Perhaps it was a blown fuse.

Perhaps a power outage.

Perhaps something as simple as a burned-out bulb.

I don’t know.

What I remember is the sudden darkness.

The apartment felt different.

Smaller.

Stranger.

Less certain.

For adults, losing power is usually an inconvenience.

For a child, it can feel like the world has changed.

THE STOVE LIGHT

Among all the memories from that period of my life, one image remains crystal clear.

A small light glowing from the stove.

I remember staring into it.

Focused completely on the only visible light in the room.

Then I heard my brother’s voice.

“I’m going to get a light bulb.”

Simple words.

Nothing extraordinary.

Yet they remained with me long after countless other memories disappeared.

THE THINGS WE DON’T REMEMBER

Years later, I learned something else about that period of my childhood.

Family members told me that while we lived in that apartment, I suffered a serious fall down a flight of stairs.

I have absolutely no memory of it.

No image.

No sound.

No recollection of the event itself.

Only the stories told by others.

It is strange how memory works.

Some moments remain vivid for a lifetime.

Others vanish completely.

Entire events disappear, leaving behind only fragments and questions.

THE QUESTIONS THAT REMAIN

Sometimes I think about that day when the lights went out.

Not because I believe something supernatural occurred.

But because the memory feels unfinished.

I remember the darkness.

I remember the stove light.

I remember my brother saying he was going to get a light bulb.

What I do not remember is what happened next.

I do not remember the lights coming back on.

I do not remember the darkness ending.

The memory simply stops.

Perhaps nothing happened.

Perhaps it was an ordinary afternoon that became magnified through the eyes of a child.

Perhaps the missing pieces were simply lost to time.

But the question remains.

Why do some memories stay with us while others disappear entirely?

THE FEAR OF THE UNKNOWN

There is something universal about darkness.

When we cannot see clearly, the mind begins filling in the gaps.

Every sound feels louder.

Every shadow appears deeper.

Every uncertainty seems more important than it really is.

Perhaps that is why so many mysteries begin in the dark.

Not because something extraordinary happened.

But because the unknown leaves room for imagination.

Years later, I cannot tell you exactly why the lights went out in that basement apartment.

I cannot tell you how long the darkness lasted.
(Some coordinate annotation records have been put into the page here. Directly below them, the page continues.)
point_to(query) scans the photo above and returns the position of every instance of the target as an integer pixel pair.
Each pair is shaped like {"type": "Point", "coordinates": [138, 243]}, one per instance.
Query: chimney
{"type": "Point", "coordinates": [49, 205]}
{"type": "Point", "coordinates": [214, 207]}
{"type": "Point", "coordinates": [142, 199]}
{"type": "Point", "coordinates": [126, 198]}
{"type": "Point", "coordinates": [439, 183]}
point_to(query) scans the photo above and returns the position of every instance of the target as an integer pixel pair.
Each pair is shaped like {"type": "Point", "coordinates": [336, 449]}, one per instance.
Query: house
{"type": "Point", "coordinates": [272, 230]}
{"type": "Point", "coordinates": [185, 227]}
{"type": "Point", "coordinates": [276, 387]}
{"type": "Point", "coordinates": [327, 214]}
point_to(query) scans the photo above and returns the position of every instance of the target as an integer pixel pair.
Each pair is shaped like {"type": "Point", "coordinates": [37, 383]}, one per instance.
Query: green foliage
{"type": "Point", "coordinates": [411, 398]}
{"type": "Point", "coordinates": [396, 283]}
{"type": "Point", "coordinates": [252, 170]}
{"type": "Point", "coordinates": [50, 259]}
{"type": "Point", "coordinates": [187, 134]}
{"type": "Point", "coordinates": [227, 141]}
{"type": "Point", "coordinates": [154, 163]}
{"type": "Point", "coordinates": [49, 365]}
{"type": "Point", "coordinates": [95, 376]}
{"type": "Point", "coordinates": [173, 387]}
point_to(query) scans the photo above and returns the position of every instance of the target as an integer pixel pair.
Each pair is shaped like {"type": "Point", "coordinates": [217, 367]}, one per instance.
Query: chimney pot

I cannot explain why some memories survived while others vanished.

But I still remember the alley window.

The strangers walking past.

The rats moving through the shadows.

The silence.

The uncertainty.

And a small stove light glowing in the darkness.

Sometimes the mysteries that stay with us the longest are not the ones we can explain.

They are the ones we never fully remember.